Factors are usually in charge of collecting fees from your customers. While this may be regarded as a convenient service, it may also be an area of concern. Some factors may employ collection methods which may not sit well with your customers.

Some term sheets specify the kind of letters factors send out to customers when collecting payments, and the frequency of sending out these letters are specified as well. Sometimes the factor may even incorporate your own letterhead or logo on the collection letters so that your customers are unaware that you’re using a factor as a collection agency.


AR factoring term sheets specify every important detail so that you avoid disagreements and confusion later on. The best term sheets try to anticipate every possible contingency so that there’s a planned response for every scenario. Having a factor as backup is often great, but to forge a lasting relationship you need to come up with AR factoring term sheets that are fair to all parties involved.


Understanding a Factoring Term Sheet

Would you like a Factoring Term Sheet? Click Here or Call 1-888-382-3766

If you are fed up with banks, you may want to consider getting additional financing through factoring. This is a method that enables you to get anywhere from 70% to 90% of the value of your invoices immediately, instead of having to wait for as long as 90 days to get paid by your customers. You negotiate with the factor, and after the negotiations you get a factoring term sheet that spells out in plain language what you can expect from the contract.

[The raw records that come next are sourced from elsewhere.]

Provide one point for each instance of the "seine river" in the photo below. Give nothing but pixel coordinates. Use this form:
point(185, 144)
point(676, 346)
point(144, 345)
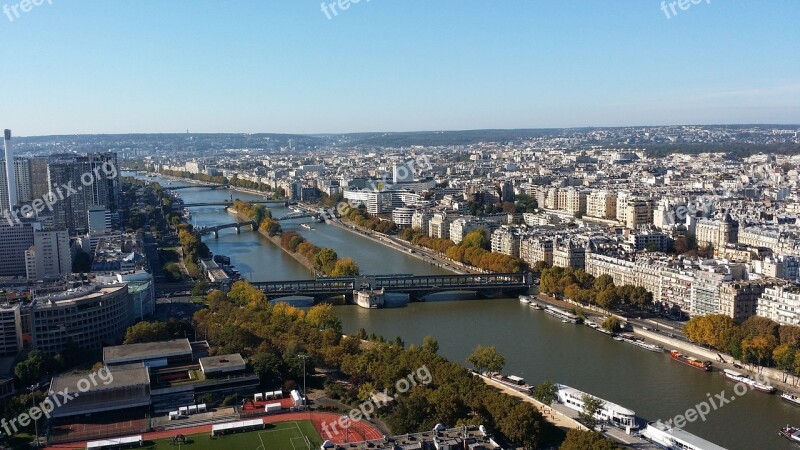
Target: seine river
point(536, 346)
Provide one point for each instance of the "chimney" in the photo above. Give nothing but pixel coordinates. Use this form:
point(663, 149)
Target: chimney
point(10, 171)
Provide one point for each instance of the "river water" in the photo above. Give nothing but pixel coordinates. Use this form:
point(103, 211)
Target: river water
point(536, 346)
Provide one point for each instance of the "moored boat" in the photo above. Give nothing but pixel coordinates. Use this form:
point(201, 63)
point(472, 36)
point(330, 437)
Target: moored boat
point(745, 379)
point(791, 398)
point(689, 361)
point(791, 433)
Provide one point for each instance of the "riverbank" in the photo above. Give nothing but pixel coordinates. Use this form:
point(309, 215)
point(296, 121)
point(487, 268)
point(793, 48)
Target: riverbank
point(775, 376)
point(277, 241)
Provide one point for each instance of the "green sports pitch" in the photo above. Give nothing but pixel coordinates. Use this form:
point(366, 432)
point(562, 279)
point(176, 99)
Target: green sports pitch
point(294, 435)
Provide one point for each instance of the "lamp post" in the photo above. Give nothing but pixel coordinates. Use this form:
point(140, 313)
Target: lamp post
point(305, 399)
point(35, 422)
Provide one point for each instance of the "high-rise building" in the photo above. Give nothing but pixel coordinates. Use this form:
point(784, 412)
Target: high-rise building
point(15, 240)
point(11, 184)
point(51, 254)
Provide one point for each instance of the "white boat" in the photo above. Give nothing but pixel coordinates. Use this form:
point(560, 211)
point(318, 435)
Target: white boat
point(791, 398)
point(641, 343)
point(369, 299)
point(610, 413)
point(745, 379)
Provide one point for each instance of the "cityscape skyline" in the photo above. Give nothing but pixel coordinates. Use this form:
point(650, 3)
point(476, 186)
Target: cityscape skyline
point(382, 67)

This is pretty much a straightforward document. It explains the factoring agreement, and it includes details such as:

  • The types of invoices they are willing to factor. Some medical factors, for example, won’t handle Medicare or Medicaid payments. It may also specify if you can choose the accounts you can factor, and whether each invoice is handled independently. Minimum amounts may also be specified. For example, the factor may not want to handle any invoice that’s worth less than $1,000.
  • The amount of the advance. This says whether you get 60%, 70%, 80% or 90% of the value of the invoice. Sometimes conditions will be spelled out as to which accounts can receive higher advances than others. For example, accounts with the most credit worthy customers (famous or long-standing businesses) may get bigger advances.
  • The discount rate. This is the fee which is a percentage of the value of the invoice. This may be a fixed rate, or a variable rate depending on the prime rate. Some conditions may also be specified which may affect the rates for certain invoices.
  • Additional fees. Different factoring companies charge different fees. Some, for example, may require an audit of your accounts receivable practices to see if you are doing it correctly. Such an audit may come with a fee. Other fees may include a charge for each invoice, or a termination fee when you want to end the agreement.
  • Disbursement of reserve amounts. The reserve is the rest of the payment, less the fess demanded by the factor. A day may be set aside for disbursement. Payment methods may also be specified (the funds may be deposited directly into your bank account.
  • The length of the commitment. Some contracts require a long term commitment for two years or more. You may have to pay a hefty termination fee if you end the relationship prematurely. Others have no minimum time frames at all. The contract may be month to month, and you may end the factoring agreement after the month.
  • The collection of the payments may also be detailed. Most factors insist on doing the collection themselves, although sometimes the collection may be done by your company of you want to ensure that the payment is done professionally and courteously. However, a factor almost always insists that the payments must be sent directly to them.

Before you sign any contract, you need to make sure that when you get a factoring term sheet that’s clear and accurate. You may want to hire a lawyer to explain the term sheet to you and determine whether the terms are beneficial to you or not.